Azithromycin did not reduce extent of structural lung disease in infants with cystic fibrosis
Treatment with azithromycin from the time of diagnosis of cystic fibrosis in infancy did not reduce the extent of structural lung disease at age 36 months, but did reduce airway inflammation and morbidity, according to the COMBAT CF trial.
In addition, azithromycin treatment was safe and improved some clinical outcomes, researchers reported in The Lancet Respiratory Medicine.

“Until recently, there were no proven interventions in newborns with cystic fibrosis that address the basic pathological triggers for lung disease — airway dehydration and inflammation. There are now two options: hypertonic saline, which hydrates the airway and stops progression of structural damage, and azithromycin, which reduces inflammation,” Stephen M. Stick, PhD, from the department of respiratory and sleep medicine at Perth Children’s Hospital, the University of Western Australia and Wal-yan Respiratory Research Centre at Telethon Kids Institute, told Healio. “Azithromycin should be considered in combination with hypertonic saline for any young child who cannot access the new class of modulator therapy that is proving to be transformational for many older individuals with cystic fibrosis.”

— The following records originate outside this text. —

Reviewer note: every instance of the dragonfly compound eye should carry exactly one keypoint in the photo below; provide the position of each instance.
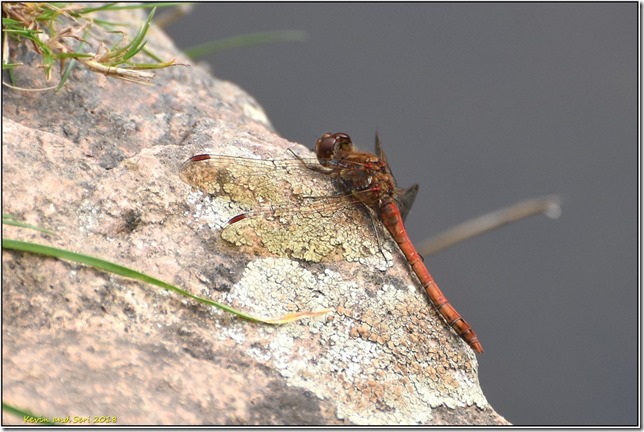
(325, 146)
(343, 141)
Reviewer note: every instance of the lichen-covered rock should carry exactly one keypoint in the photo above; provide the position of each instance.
(98, 162)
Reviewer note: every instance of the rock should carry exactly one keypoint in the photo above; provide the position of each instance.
(98, 163)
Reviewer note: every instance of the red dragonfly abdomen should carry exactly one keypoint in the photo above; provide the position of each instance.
(391, 218)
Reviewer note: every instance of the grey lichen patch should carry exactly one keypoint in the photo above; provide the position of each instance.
(384, 358)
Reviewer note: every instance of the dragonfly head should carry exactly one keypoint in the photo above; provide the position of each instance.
(330, 145)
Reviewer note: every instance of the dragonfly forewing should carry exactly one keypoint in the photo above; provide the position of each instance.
(287, 209)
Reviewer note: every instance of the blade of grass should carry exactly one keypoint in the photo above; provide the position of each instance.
(133, 274)
(8, 219)
(245, 41)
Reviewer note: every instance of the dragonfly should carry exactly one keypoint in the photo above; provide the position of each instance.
(356, 186)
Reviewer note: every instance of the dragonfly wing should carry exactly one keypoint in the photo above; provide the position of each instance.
(406, 200)
(287, 209)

Stick and colleagues conducted the randomized, double-blind, placebo-controlled, phase 3 COMBAT CF trial, which enrolled 130 patients from eight pediatric cystic fibrosis centers in Australia and New Zealand from June 2012 to July 2017. Infants were aged 3 to 6 months and had a diagnosis of cystic fibrosis. Infants were randomly assigned to receive oral azithromycin 10 mg/kg bodyweight (n = 68) three times a week or placebo (n = 62) until age 36 months.
The primary outcomes were the proportion of children with radiologically defined bronchiectasis and the percentage of total lung volume affected.
At age 36 months, 88% of infants assigned azithromycin and 94% assigned placebo had bronchiectasis (OR = 0.49; 95% CI, 0.12-2).
The researchers reported no difference between groups in total airways disease (median difference = –0.02%; 95% CI, –0.59 to 0.56).
Infants assigned azithromycin had fewer in-hospital days for pulmonary exacerbations (mean difference = –6.3; 95% CI, –10.5 to –2.1) and fewer courses of inhaled or oral antibiotics (incidence rate ratio = .88; 95% CI, 0.81-0.97).
Airway inflammation concentrations also were lower among infants assigned azithromycin, including interkeukin-8 (median difference = –1.2; 95% CI, –1.9 to –0.5) and neutrophil elastase activity (median difference = –0.6; 95% CI, –1.1 to –0.2) at 36 months in the preplanned exploratory analysis.
Researchers observed no azithromycin effect on BMI at 36 months (mean difference = 0.4; 95% CI, –0.1 to 0.9).
In addition, there was no evidence of pathogen emergence with azithromycin treatment and few adverse outcomes with no differences between those receiving the study drug or placebo, according to the researchers.
“[Cystic fibrosis transmembrane conductance regulator] modulator therapy is transforming the lives of people with cystic fibrosis,” Stick told Healio. “However, due to the cost of these therapies, very few young children outside of the U.S. can access them. ... Therefore, clinical trials in young children that compare efficacy of modulator therapies with azithromycin plus hypertonic saline are needed.”